En nuestro capítulo esto se afirma en el versículo 16, y es el hecho el que explica lo que de otro modo sería un misterio; es decir, la riqueza y la gloria que serán derramadas sobre Israel por parte de las naciones gentiles, como vemos detallado en los versículos que preceden y siguen. Leemos que “la nación y el reino que no te sirvan perecerán”. ¿Por qué debería caer un juicio tan severo? Porque el plan divino para la venidera edad milenaria es que Israel sea la nación central, que rodee su glorioso templo, como una nación de sacerdotes, y que las otras naciones se agrupen alrededor de ellos, y expresen a través de ellos su sumisión y devoción al Rey de reyes. Si una nación en ese día desafía el plan divino, perecerá. Será la era del gobierno divino. Vivimos actualmente en la era de la gracia.
En la última parte de Apocalipsis 21 hemos descrito la nueva y celestial Jerusalén, que es “la esposa del Cordero”, una descripción simbólica de la iglesia en su posición celestial durante la edad milenaria, y si comparamos con ella los detalles de nuestro capítulo concerniente a la Jerusalén terrenal, notamos ciertas similitudes, y sin embargo contrastes sorprendentes. La presencia del Señor es la gloria de ambas ciudades. Las puertas de ambos están abiertas continuamente para recibir la riqueza y el honor de las naciones. Ambos tienen abundancia de “oro” y encuentran su “luz” eterna en el Señor.

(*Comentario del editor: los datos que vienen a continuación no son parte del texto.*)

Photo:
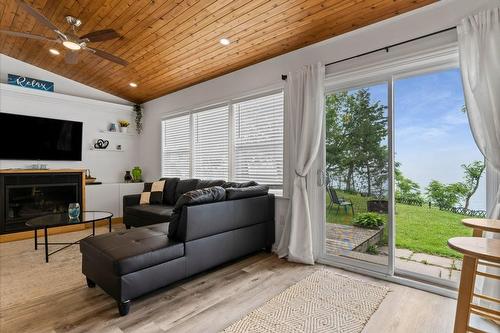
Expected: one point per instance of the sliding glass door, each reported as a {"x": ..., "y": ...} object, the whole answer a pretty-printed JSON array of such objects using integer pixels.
[
  {"x": 439, "y": 174},
  {"x": 357, "y": 170},
  {"x": 402, "y": 172}
]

Pero los contrastes son más numerosos. Las puertas de lo terrenal no se cerrarán ni de día ni de noche, ni de día se cerrarán las de lo celestial, pero el día es eterno, porque allí no hay noche. La gloria de lo terrenal será el templo, descrito en el versículo 13 como “el lugar de mis pies”. Jehová tendrá sus pies en la tierra; pero en lo celestial no hay templo, porque “el Señor Dios Todopoderoso y el Cordero son su templo”. Es el lugar de Su presencia más que el lugar de Sus pies. Los terrenales conocerán una gloria más resplandeciente que el sol; pero los celestiales no tendrán necesidad del sol, porque “el Cordero es su luz”; El oro será traído abundantemente a los terrenales; pero en el cielo forma la calle, y ellos caminan sobre ella. Creemos que podemos decir que la diferencia se explica por la introducción, en Apocalipsis, de EL CORDERO.

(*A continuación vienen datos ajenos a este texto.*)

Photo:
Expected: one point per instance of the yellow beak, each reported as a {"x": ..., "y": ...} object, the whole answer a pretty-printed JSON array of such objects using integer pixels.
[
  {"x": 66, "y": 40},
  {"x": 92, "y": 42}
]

Pero sí podemos regocijarnos en la descripción que nos da Isaías de la bienaventuranza y la gloria milenarias, cuando la justicia y la paz marquen la escena y la violencia haya desaparecido; cuando los verdaderos muros de Jerusalén sean salvación, y de sus puertas salgan alabanzas. Esto solo sucederá cuando, como dice el versículo 21, “también tu pueblo será todo justo”. Eso solo sucederá cuando tenga lugar el nuevo nacimiento, del cual habla Ezequiel 36. Entonces Dios “rociará agua limpia” sobre ellos, y les dará “un corazón nuevo”, y pondrá dentro de ellos “un espíritu nuevo”. Entonces, “nacidos de agua y del Espíritu”, como dijo el Señor Jesús a Nicodemo, verán y entrarán en el reino de Dios.

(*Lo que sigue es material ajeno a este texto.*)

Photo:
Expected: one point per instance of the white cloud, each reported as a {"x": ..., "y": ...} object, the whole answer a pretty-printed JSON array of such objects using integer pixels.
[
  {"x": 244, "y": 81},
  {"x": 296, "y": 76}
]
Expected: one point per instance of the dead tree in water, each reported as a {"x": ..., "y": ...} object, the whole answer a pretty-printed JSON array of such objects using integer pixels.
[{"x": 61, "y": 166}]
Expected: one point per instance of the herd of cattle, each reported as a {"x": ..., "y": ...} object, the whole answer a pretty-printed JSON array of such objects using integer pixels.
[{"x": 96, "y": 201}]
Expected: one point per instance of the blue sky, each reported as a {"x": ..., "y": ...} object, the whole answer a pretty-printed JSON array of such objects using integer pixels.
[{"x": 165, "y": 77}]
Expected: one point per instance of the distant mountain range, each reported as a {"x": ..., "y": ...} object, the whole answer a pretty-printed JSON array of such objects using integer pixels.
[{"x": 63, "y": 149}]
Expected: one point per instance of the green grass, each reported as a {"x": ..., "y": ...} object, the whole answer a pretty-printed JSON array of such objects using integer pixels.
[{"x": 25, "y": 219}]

Cuando los hijos de Israel nazcan de nuevo y sean justos ante su Dios, por la gracia de su Redentor, serán multiplicados como nos dice el último versículo de nuestro capítulo. Por fin Dios es capaz de hacer de ellos “una nación fuerte”. Cuando llegue el momento, Dios lo hará rápidamente. No será un proceso largo y prolongado, una especie de evolución, como la que aman los hombres, sino una acción rápida, de una clase que manifiestamente es una obra de Dios.